Whatever spell he had cast, it seemed to have died with him.
Unfortunately, we found more teenagers locked away across the region and every time I hoped they were the last. Luckily, we had facilities that could support detox and rehabilitation and all the therapies they might need to reclaim themselves.
Then, we looked at our own ranks. The travelling medical team benefitted not only from the repurposed buildings and supplies left behind. Rogue attacks diminished so dramatically that the team could focus more on charity and community.
The helplines were strengthened and connections improved as we took hold of Malachi’s private servers.
Recruitment was up, and we rewrote contracts to include more time off. Morale was high, and it felt like a new age was dawning among Werewolf Packs and the medical staff that supports them.
I took a special interest and responsibility in checking in on the young victims who had been taken by Malachi and his team, and spent most of my time travelling between treatment centers and individual Pack compounds when someone was ready to return home.
Seeing families reunited brought tears to my eyes every time, but with it came a sense of accomplishment and a warm feeling that something I was doing mattered. I was a sponsor, a mentor, a confidante, and a friend to anyone who needed me. The teens had me glued to my phone with their incessant texting, but over time it shifted from needing help to trying to make me laugh with memes and silly videos.
I was open about my own experiences with Malachi, as a youth and then in his recruitment and attempted grooming of me. I never tried to take leadership over any of it, but all it took was one interview with a survivor saying I was the savior that my poster child persona was solidified.
A newspaper called me ‘Saint Mira,’ while others still harped on my former moniker as ‘Doctor Luna.’
While I tried to ignore my past and the people in it, the press made sure to keep reminding me.
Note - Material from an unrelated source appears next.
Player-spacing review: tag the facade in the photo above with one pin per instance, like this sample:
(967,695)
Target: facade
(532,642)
It was hard not to click on articles talking about my meteoric rise in the community– from wolfless orphan to Luna to fearless activist in a matter of months– and in moments of weakness I found myself scrolling through comments.
I wasn’t proud of it, but my ego still needed a boost from time to time.
It was late one night, the only light in my room from the square screen of my phone. I was staring at one comment left on an article about my work. The comment was shutting down a troll that had said I was full of shit, and this person was confirming that I was everything they said I was.
He didn’t use his real name, but I knew who it was.
Dominic.
Was he keeping tabs on me?
Against the advice of the voice in my head, I did a quick internet search for my estranged husband, just to see what he was up to. It seemed he was also busy– meeting with other Alphas and cleaning up the mess the Rogues had left in their wake.
I swelled with pride to see the world loving him as I did. It gave me hope that he would be okay, that maybe we both needed this space from each other to find our own success.
Maybe it would lead us back together someday.
My heart swelled at the thought, and a heat rushed through my abdomen. I could almost remember what he tasted like, the last time my lips touched his.
I went to images, I needed to see his handsome face. There were several from some recent events, and he looked stern. I didn’t make it through many before I was choking on my breath and had to turn my phone off.
In almost every picture, he was standing next to Celeste.